By Hanna Grissel
It could be the best decision we ever make.
I’m sure you’ve been told at some point in your life, a variation of “sometimes, you just have to cut your losses.” The times I’ve been given that advice were post-heartbreak. And as fascinating as those stories sound, I’m going to refrain from telling them and tell you my friend’s tale instead.
They had spent the first three years of high school working for numerous jobs, often numerous at a time to raise the funds to buy a car.
Mid-summer before senior year, they had enough money to buy this beat-up 1970 Cadillac DeVille. They had always worked on cars with their grandpa, thus senior year was devoted to fixing the baby up.
By the summer after senior year, the car looked and performed much better, though still wasn’t where they wanted it to be. Then came that one fateful evening in July. They were driving on a country highway, and they crashed, totaling the car. As they sat in the back of an ambulance waiting for their grandpa, they stared at the mess they had made.
Once their grandfather arrived, they began to tell him their plans to fix the car, they didn’t care how long it’d take. They could do it together. But once they finished their spiel, their grandpa, still looking forward at the road, told them, “Son, sometimes you have to cut your losses … and stop crying.”
As harsh as my friend’s grandpa may have been, he was on to something.
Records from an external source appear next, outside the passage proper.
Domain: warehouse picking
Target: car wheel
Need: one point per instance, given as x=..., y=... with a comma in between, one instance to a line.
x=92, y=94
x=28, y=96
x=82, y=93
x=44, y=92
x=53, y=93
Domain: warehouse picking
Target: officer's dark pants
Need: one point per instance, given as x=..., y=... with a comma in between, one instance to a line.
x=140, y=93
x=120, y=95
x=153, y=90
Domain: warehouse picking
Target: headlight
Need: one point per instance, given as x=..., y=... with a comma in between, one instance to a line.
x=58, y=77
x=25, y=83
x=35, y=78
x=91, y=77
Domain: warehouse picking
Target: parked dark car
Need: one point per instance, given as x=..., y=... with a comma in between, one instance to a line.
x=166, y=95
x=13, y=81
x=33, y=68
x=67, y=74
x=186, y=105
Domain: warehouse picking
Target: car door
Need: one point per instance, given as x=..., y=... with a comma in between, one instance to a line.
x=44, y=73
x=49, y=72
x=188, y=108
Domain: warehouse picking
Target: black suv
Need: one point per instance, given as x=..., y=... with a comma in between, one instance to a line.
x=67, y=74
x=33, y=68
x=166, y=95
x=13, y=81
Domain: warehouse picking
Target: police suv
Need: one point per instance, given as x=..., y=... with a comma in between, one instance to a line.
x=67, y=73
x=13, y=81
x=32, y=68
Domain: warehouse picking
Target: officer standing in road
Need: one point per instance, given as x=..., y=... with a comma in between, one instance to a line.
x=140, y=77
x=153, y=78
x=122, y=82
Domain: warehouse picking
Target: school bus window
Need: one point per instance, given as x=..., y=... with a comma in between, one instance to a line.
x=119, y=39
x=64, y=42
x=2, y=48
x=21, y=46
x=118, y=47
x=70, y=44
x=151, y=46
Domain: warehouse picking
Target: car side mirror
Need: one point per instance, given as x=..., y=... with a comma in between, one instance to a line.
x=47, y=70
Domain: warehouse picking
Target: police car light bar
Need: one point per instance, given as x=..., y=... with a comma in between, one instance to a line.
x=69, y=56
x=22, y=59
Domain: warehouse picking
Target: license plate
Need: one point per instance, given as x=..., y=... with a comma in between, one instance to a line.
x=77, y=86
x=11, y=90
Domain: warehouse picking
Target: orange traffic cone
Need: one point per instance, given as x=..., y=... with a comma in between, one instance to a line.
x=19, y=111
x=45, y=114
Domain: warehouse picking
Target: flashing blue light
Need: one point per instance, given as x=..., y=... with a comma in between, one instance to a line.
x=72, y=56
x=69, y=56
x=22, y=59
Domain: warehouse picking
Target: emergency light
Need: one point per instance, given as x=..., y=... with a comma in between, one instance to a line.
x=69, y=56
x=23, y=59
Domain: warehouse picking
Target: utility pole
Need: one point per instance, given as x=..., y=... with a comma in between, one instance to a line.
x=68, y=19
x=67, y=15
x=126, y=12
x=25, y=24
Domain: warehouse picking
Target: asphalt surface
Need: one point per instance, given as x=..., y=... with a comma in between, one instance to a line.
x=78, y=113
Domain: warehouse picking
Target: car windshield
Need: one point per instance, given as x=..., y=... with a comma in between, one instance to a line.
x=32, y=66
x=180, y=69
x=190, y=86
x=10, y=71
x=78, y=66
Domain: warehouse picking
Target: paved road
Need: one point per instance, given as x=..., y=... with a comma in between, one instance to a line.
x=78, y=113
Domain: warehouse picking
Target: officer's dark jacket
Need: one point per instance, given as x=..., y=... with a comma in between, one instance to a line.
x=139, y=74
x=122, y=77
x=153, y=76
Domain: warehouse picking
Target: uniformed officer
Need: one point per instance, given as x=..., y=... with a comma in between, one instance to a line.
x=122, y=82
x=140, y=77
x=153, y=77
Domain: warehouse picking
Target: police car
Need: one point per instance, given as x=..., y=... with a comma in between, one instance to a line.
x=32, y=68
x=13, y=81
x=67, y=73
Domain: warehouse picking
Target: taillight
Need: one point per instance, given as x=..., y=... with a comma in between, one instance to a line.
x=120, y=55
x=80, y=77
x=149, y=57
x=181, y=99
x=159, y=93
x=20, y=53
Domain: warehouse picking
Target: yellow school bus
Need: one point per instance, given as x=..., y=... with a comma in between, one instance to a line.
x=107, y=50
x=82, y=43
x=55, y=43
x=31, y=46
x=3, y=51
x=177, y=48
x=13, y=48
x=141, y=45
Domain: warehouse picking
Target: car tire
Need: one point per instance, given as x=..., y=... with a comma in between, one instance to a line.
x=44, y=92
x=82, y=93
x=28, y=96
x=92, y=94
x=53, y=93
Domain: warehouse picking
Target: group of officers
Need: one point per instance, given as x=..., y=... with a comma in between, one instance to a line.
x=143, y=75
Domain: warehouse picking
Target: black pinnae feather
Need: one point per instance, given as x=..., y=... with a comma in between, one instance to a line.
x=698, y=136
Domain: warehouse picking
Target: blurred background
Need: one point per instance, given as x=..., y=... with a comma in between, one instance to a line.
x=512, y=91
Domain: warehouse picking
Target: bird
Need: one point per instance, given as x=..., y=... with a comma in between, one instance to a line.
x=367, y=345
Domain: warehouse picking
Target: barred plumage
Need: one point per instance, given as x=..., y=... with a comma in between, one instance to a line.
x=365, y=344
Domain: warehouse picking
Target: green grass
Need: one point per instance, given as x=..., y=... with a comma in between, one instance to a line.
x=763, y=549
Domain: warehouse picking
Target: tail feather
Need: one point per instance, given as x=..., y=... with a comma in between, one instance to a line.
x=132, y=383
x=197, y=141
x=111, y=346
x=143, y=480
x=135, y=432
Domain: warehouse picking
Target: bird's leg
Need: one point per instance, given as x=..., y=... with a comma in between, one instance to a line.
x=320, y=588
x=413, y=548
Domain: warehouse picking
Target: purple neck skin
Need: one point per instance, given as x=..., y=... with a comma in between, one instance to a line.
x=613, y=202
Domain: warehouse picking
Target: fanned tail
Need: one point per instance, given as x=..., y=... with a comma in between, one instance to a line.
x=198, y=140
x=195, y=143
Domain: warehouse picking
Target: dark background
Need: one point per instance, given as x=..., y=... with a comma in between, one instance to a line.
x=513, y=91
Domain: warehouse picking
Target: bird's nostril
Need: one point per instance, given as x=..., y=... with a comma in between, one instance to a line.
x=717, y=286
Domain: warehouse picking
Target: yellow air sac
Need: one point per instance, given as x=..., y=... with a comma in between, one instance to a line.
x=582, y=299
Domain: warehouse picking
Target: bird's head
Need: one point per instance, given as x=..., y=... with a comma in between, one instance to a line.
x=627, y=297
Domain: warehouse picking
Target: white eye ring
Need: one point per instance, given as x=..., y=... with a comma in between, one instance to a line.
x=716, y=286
When there is abundant evidence that a system is completely broken, sometimes we need to buck up and cut our losses instead of fighting a pointless fight.
The concept of ending private prisons has been on the minds of many as of late, even Hillary Clinton declared their “end” is imminent if she’s elected. This is all great and well; private prison corporations see each inmate as a $, they treat them inhumanely while exploiting them for their labor.
On top of that, their lobbyist surely pushes for legislation that will land more people in prison for nonviolent crimes. Legislation that “happens” to disproportional effect poverty-stricken communities. It’s repugnant, and honestly, a disgrace to a country we consider free and past the eras of slavery.
Though ending private-interest prisons may solve some problems, we aren’t going to see “de-incarceration,” we won’t see reduction of torture, and there will still be legal slave-labor factories.
Persons behind the movement are obviously sickened by the same conditions I noted; unfortunately, these conditions have been commonplace.
The case as of late merely illuminates issues inherent to the system. A system that creates repeat offenders and a culture of fear. Prisons are not and have never been here to reform and rehabilitate. Though I wouldn’t claim there’s a conspiracy afoot to hinder certain communities’ progress, and continue the system of slavery, while simultaneously making a profit … I do claim that is exactly the effect of mass incarceration.
We have mountains of irrefutable evidence that the way in which the prison-industrial complex operates is inhumane and doesn’t actually address the social problems we expect them to, which is why we need to admit we were wrong and move on. Instead of pushing for prison reform (which will only further entrench the complex), we need to push for abolition of the existing complex, while constructing a complex founded around the well-being and rehabilitation of offenders. It could be the best decision we ever make as a country.